Students Develop Snowflake Camera to Improve Prediction of Hazardous Events

snowflake photo

Electrical engineers at Colorado State University have created an imaging system that classifies snowflakes to help predict hazardous events. The system uses a muti-angle snowflake camera that simultaneously captures five high-resolution views of a snowflake in free-fall, along with the flake’s speed, to help reconstruct three-dimensional images. Engineers perform electromagnetic scattering analysis on these reconstructions, and then the simulated data is compared with actual radar data from a local weather radar facility. Knowing the size and fall speed of snowflakes could help weather forecasters accurately predict the amount of snowfall and provide betters warnings about impending storms.

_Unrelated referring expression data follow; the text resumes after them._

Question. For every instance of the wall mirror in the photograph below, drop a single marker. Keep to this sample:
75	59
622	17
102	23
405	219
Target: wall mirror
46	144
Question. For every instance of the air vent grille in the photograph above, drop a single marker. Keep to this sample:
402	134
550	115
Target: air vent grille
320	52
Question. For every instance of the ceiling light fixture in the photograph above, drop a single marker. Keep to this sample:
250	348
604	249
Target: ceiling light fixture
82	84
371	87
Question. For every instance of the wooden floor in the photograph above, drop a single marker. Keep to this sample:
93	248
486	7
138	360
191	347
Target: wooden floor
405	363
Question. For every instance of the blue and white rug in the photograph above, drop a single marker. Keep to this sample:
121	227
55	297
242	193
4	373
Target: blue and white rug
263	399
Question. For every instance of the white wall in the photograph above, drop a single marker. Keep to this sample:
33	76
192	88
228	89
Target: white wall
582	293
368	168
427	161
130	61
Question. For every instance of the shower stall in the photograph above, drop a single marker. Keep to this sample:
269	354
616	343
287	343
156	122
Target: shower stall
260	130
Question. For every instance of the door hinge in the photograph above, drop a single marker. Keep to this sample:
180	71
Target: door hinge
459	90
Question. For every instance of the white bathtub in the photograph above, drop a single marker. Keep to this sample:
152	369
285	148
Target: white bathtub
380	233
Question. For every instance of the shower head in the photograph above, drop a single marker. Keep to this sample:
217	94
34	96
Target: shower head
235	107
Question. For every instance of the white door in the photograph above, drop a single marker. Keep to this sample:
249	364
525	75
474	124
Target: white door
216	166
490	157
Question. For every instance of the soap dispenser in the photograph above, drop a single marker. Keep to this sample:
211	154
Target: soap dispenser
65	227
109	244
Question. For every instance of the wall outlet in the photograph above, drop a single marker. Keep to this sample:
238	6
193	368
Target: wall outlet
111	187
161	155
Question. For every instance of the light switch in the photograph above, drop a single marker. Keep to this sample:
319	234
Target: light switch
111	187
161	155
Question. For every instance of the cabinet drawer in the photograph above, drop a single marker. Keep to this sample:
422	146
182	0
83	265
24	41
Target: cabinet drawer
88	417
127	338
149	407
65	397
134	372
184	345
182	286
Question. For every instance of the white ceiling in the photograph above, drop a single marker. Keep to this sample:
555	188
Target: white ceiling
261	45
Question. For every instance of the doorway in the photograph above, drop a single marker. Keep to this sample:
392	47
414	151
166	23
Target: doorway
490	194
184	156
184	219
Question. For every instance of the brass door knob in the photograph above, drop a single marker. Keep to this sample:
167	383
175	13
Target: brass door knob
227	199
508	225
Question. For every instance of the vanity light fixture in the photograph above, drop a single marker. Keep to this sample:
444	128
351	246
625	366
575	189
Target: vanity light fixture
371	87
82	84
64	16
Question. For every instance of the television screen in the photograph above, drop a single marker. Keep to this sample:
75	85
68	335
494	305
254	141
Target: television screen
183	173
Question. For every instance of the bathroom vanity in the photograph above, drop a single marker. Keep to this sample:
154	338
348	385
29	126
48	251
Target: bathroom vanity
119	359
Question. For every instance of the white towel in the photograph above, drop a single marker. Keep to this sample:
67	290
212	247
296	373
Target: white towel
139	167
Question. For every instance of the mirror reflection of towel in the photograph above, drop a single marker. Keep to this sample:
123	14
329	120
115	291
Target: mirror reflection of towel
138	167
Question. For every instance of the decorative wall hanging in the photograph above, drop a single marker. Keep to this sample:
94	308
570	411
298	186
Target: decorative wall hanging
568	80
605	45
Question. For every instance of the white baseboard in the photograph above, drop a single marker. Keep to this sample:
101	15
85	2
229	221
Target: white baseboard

Graduate student Cameron Kleinkort was awarded the Spiros G. Geotis Student Prize at the 37th American Meteorological Society Conference on Radar Meteorology held in Oklahoma in September. He was honored for his paper and presentation titled “3D Shape Reconstruction of Snowflakes from Multiple Images, Meshing, Dielectric Constant Estimation, Scattering Analysis, and Validation by Radar Measurements.” The new camera is more accurate than any other available snowflake shape reconstruction. In his paper, he writes, “The process is almost completely automatized and streamlined from the handling of the MASC images, to the visual hull method and the creation of meshes that adequately represent features of the geometry, to the estimation of the dielectric constant, and finally the scattering analysis.”